Le monde paraît aujourd’hui déchiré, divisé en deux tendances. La première est généralisée et apparemment victorieuse, c’est celle de la formation progressive d’un syncrétisme vide, consumériste, construit finalement sur la supériorité économique et technologique de 1’Occident : en contradiction avec lui-même, il finit par faire la synthèse du syncrétisme omnivore avec la consécration d’une supériorité de ses racines culturelles juives et chrétiennes. La deuxième tendance réagit plutôt à la globalisation culturelle en revendiquant son originalité identitaire et la singularité de sa culture : il s’agit alors de se retrancher à l’abri de systèmes doctrinaux clos, auto-conservateurs, facilement fondamentalistes, toujours sur la défensive et souvent agressifs.
Religieux jésuite, il me semble que la spiritualité ignacienne, sur la base des Exercices, tend à proposer à nouveau la grande dynamique spirituelle et culturelle liée à l‘expérience de la relation personnelle à la personne de Jésus, pierre angulaire sur laquelle tout l’édifice vivant et donc dynamique est construit et ordonné.
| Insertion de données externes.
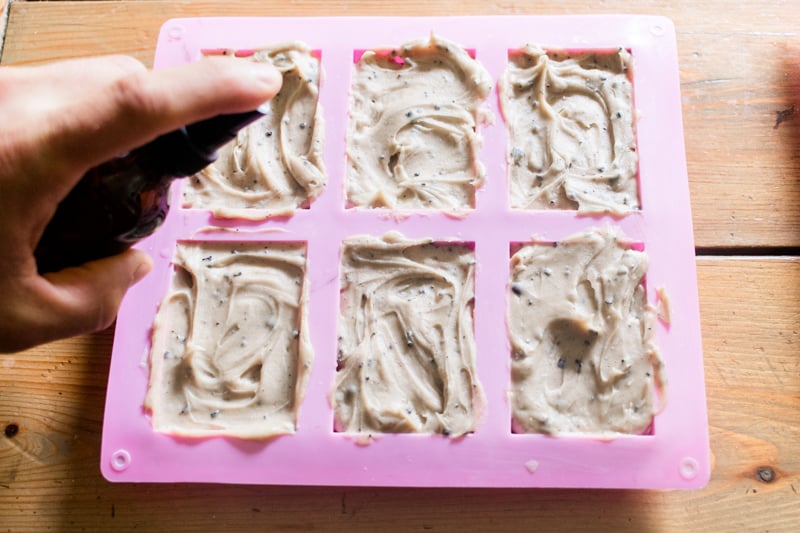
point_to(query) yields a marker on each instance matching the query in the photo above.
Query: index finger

Je ne m´étonne donc pas que les premières générations de jésuites, apôtres de l’universalité de leur Jésus et de son corps qui est l’Eglise, se soient trouvés capables de tenter hardiment de nouvelles inculturations et en même temps de profonds renouvellements de traditions héritées et déjà consacrées.
Dans le cas de chrétiens donc, et peut-être plus particulièrement de jésuites, ce qui les constitue sur le plan identitaire est avant tout la relation mystique à Jésus vivant, ressuscité, dans la communauté qui célèbre le mystère de la relation de Jésus à Dieu le Père dans l’Esprit. Cette célébration implique et stimule une incarnation continue, ample, articulée, qui peut sembler et, en un certain sens, est syncrétiste. Le "se faire tout à tous" est ce qui fonde la fidélité chrétienne à la fois comme originale et syncrétique.
Combien de fois m´est-il arrivé d’expliquer à des musulmans qu’il n’y a pas de façon spécifiquement chrétienne de jeûner et que, abstraction faite de la valeur universelle du jeûne sur le plan ascétique et spirituel, il serait « chrétien » de jeûner « comme les autres »: quand on est en contexte hébraïque, « comme les hébreux avec les hébreux » en contexte musulman, « comme les musulmans avec les musulmans » ; en contexte hindou, « comme les hindous avec les hindous »et quand on en contexte New Age, «comme les New Age avec les New Age » en sauvegardant cependant la liberté chrétienne et la loi de la charité ! S’il en est ainsi du jeûne, il en ira de même des autres éléments de la religion, là où, avec discernement, tout en Jésus nous appartient et, comme disent les Arabes, « ce qui est immoral est interdit ».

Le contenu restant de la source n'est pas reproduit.